En estos textos además podemos ubicar el “germen”, de lo que después encontraremos con la ultimísima enseñanza. La teoría de la no relación es la intuición lacaniana de lo que luego, formulará como el agujero traumático, cuando ya nos indique otra dirección, respecto del Uno del goce. En dicho momento, ya no habrá binarismo de ninguna clase, ni de la posición con respecto al falo, sino la lógica del sinthome y del Uno del goce.

REFERENCIAS

  • Beauvoir, S. (1987[1949]). El segundo sexo. Buenos Aires: Siglo 21.  

  • Brousse, M.H. (2018) Lo femenino, Buenos Aires: Tres Haches

  • Grinbaum, G. (2017) “Mis virilidades” en Mediodicho 43, Córdoba: EOL.

  • Grinbaum, G. (2019), Una mujer sin maquillaje. Buenos Aires: Grama

  • Lacan, J. (2012 [1973]), “Televisión”, Otros Escritos, Buenos Aires: Paidós

  • Lacan, J. (2012 [1973]), “Introducción a la edición alemana de un primer volumen de los escritos”. Otros Escritos, Buenos Aires: Paidós

  • Lacan, J., (1995 [1971 – 72]), “Aun” en El seminario, Libro 20, Buenos Aires: Paidós.

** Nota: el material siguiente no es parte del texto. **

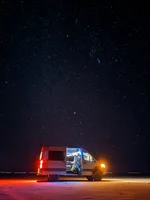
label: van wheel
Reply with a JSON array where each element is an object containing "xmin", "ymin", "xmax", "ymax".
[
  {"xmin": 87, "ymin": 176, "xmax": 93, "ymax": 181},
  {"xmin": 47, "ymin": 175, "xmax": 59, "ymax": 182},
  {"xmin": 93, "ymin": 170, "xmax": 102, "ymax": 181}
]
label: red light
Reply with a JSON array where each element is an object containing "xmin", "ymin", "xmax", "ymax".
[{"xmin": 40, "ymin": 160, "xmax": 43, "ymax": 169}]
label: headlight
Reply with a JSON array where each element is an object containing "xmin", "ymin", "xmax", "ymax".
[{"xmin": 101, "ymin": 163, "xmax": 105, "ymax": 168}]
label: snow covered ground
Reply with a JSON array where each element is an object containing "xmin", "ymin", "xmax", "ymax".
[{"xmin": 0, "ymin": 178, "xmax": 150, "ymax": 200}]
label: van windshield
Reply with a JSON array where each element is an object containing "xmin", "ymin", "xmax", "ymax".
[{"xmin": 48, "ymin": 151, "xmax": 65, "ymax": 161}]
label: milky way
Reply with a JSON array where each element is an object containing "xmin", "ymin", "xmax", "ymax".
[{"xmin": 0, "ymin": 0, "xmax": 150, "ymax": 171}]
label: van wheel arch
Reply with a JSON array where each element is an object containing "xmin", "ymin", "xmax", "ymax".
[{"xmin": 92, "ymin": 168, "xmax": 102, "ymax": 181}]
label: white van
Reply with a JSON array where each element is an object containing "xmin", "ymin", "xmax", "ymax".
[{"xmin": 37, "ymin": 146, "xmax": 106, "ymax": 181}]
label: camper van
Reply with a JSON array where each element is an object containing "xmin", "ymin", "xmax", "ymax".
[{"xmin": 37, "ymin": 146, "xmax": 106, "ymax": 181}]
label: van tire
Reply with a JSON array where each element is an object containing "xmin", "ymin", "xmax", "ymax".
[
  {"xmin": 47, "ymin": 175, "xmax": 59, "ymax": 182},
  {"xmin": 92, "ymin": 169, "xmax": 102, "ymax": 181},
  {"xmin": 87, "ymin": 176, "xmax": 93, "ymax": 181}
]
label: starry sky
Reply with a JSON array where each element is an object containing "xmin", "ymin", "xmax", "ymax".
[{"xmin": 0, "ymin": 0, "xmax": 150, "ymax": 172}]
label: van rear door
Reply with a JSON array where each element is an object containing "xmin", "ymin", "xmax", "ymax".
[{"xmin": 44, "ymin": 147, "xmax": 66, "ymax": 175}]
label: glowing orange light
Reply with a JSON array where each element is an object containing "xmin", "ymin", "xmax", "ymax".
[{"xmin": 101, "ymin": 163, "xmax": 105, "ymax": 168}]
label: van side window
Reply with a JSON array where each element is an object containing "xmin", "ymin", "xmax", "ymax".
[
  {"xmin": 48, "ymin": 151, "xmax": 65, "ymax": 161},
  {"xmin": 83, "ymin": 152, "xmax": 94, "ymax": 162}
]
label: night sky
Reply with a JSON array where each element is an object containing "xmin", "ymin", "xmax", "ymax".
[{"xmin": 0, "ymin": 0, "xmax": 150, "ymax": 172}]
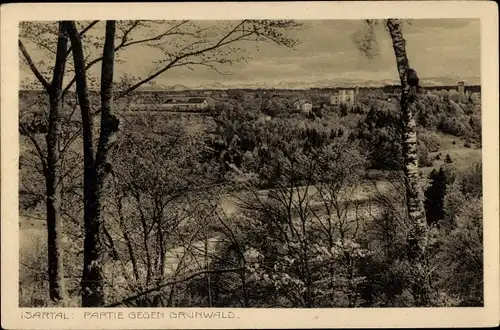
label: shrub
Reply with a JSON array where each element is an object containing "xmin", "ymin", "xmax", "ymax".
[{"xmin": 418, "ymin": 131, "xmax": 441, "ymax": 152}]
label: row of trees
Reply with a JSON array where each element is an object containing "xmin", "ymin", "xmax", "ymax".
[{"xmin": 19, "ymin": 20, "xmax": 299, "ymax": 306}]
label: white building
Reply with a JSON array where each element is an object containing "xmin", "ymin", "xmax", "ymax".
[
  {"xmin": 131, "ymin": 97, "xmax": 209, "ymax": 111},
  {"xmin": 330, "ymin": 89, "xmax": 357, "ymax": 105}
]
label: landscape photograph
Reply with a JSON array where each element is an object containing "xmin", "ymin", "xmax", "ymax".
[{"xmin": 17, "ymin": 18, "xmax": 486, "ymax": 308}]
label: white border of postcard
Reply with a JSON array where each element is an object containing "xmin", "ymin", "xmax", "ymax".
[{"xmin": 1, "ymin": 1, "xmax": 499, "ymax": 329}]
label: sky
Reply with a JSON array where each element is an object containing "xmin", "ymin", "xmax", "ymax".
[{"xmin": 21, "ymin": 19, "xmax": 480, "ymax": 87}]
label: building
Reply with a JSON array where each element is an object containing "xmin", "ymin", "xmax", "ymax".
[
  {"xmin": 293, "ymin": 99, "xmax": 312, "ymax": 114},
  {"xmin": 330, "ymin": 88, "xmax": 358, "ymax": 105},
  {"xmin": 131, "ymin": 97, "xmax": 209, "ymax": 111}
]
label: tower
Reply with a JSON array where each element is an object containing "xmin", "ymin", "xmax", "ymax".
[{"xmin": 458, "ymin": 81, "xmax": 465, "ymax": 103}]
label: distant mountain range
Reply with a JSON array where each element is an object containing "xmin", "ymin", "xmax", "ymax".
[{"xmin": 140, "ymin": 76, "xmax": 481, "ymax": 92}]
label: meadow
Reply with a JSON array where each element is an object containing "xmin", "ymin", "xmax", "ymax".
[{"xmin": 19, "ymin": 87, "xmax": 482, "ymax": 307}]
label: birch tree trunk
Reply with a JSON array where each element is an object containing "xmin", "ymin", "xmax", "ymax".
[
  {"xmin": 386, "ymin": 19, "xmax": 430, "ymax": 306},
  {"xmin": 45, "ymin": 23, "xmax": 68, "ymax": 302},
  {"xmin": 65, "ymin": 21, "xmax": 118, "ymax": 307}
]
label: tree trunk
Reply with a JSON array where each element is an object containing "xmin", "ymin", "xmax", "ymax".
[
  {"xmin": 387, "ymin": 19, "xmax": 430, "ymax": 306},
  {"xmin": 66, "ymin": 21, "xmax": 118, "ymax": 307},
  {"xmin": 45, "ymin": 23, "xmax": 68, "ymax": 302}
]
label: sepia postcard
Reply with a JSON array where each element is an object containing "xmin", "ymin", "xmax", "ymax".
[{"xmin": 1, "ymin": 1, "xmax": 500, "ymax": 329}]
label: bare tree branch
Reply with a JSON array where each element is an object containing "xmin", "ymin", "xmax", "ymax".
[
  {"xmin": 18, "ymin": 39, "xmax": 50, "ymax": 92},
  {"xmin": 105, "ymin": 267, "xmax": 244, "ymax": 307}
]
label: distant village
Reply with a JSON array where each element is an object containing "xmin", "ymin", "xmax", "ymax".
[{"xmin": 20, "ymin": 81, "xmax": 481, "ymax": 113}]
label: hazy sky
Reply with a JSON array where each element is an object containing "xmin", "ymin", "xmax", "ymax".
[{"xmin": 21, "ymin": 19, "xmax": 480, "ymax": 86}]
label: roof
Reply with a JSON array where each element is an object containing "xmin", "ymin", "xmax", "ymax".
[{"xmin": 186, "ymin": 97, "xmax": 206, "ymax": 103}]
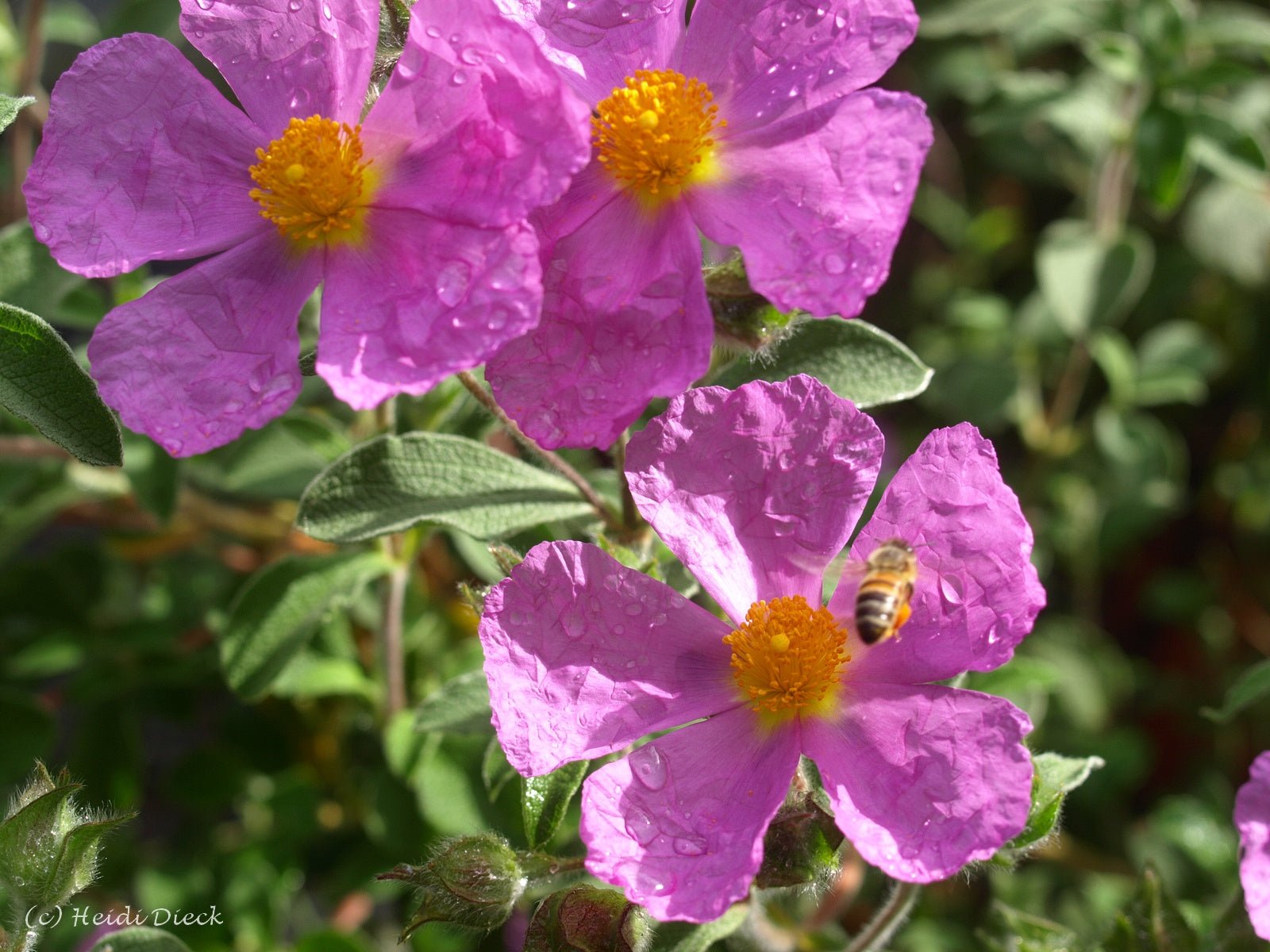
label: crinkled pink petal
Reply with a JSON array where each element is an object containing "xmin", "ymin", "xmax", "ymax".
[
  {"xmin": 687, "ymin": 90, "xmax": 931, "ymax": 317},
  {"xmin": 362, "ymin": 0, "xmax": 591, "ymax": 226},
  {"xmin": 829, "ymin": 423, "xmax": 1045, "ymax": 684},
  {"xmin": 1234, "ymin": 750, "xmax": 1270, "ymax": 941},
  {"xmin": 480, "ymin": 542, "xmax": 741, "ymax": 779},
  {"xmin": 485, "ymin": 197, "xmax": 714, "ymax": 448},
  {"xmin": 23, "ymin": 33, "xmax": 267, "ymax": 278},
  {"xmin": 180, "ymin": 0, "xmax": 379, "ymax": 137},
  {"xmin": 318, "ymin": 208, "xmax": 542, "ymax": 409},
  {"xmin": 626, "ymin": 374, "xmax": 883, "ymax": 629},
  {"xmin": 495, "ymin": 0, "xmax": 684, "ymax": 106},
  {"xmin": 802, "ymin": 685, "xmax": 1033, "ymax": 882},
  {"xmin": 87, "ymin": 230, "xmax": 321, "ymax": 455},
  {"xmin": 582, "ymin": 707, "xmax": 799, "ymax": 923},
  {"xmin": 682, "ymin": 0, "xmax": 917, "ymax": 131}
]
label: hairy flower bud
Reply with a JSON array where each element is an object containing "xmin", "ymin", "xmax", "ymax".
[
  {"xmin": 754, "ymin": 791, "xmax": 842, "ymax": 887},
  {"xmin": 525, "ymin": 885, "xmax": 652, "ymax": 952},
  {"xmin": 379, "ymin": 833, "xmax": 525, "ymax": 942},
  {"xmin": 0, "ymin": 762, "xmax": 131, "ymax": 910}
]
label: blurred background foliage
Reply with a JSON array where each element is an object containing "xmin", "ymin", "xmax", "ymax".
[{"xmin": 0, "ymin": 0, "xmax": 1270, "ymax": 952}]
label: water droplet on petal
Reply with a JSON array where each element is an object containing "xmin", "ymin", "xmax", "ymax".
[
  {"xmin": 437, "ymin": 262, "xmax": 472, "ymax": 307},
  {"xmin": 626, "ymin": 806, "xmax": 659, "ymax": 846},
  {"xmin": 673, "ymin": 836, "xmax": 706, "ymax": 855},
  {"xmin": 627, "ymin": 744, "xmax": 667, "ymax": 789}
]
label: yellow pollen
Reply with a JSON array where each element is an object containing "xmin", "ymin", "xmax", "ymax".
[
  {"xmin": 249, "ymin": 116, "xmax": 370, "ymax": 244},
  {"xmin": 724, "ymin": 595, "xmax": 851, "ymax": 720},
  {"xmin": 591, "ymin": 70, "xmax": 728, "ymax": 208}
]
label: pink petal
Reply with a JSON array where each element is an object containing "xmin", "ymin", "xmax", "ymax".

  • Lacan, J. (1975), “Momento de concluir”, Seminario 25, inédito

  • Laurent, E. (2018) “La servidumbre voluntaria y la pregunta por la mujer en el SXXI” en   Feminismos. Variaciones Controversias.   Colección de la Orientación Lacaniana.   Buenos Aires: Grama

  • Leguil, C. (2020) “Ambigüedad del consentimiento, potencia del escrito”. Lacan Cotidiano, Nº 863.

  • Miller, J.-A. (2011) Sutilezas analíticas. Buenos Aires: Paidós.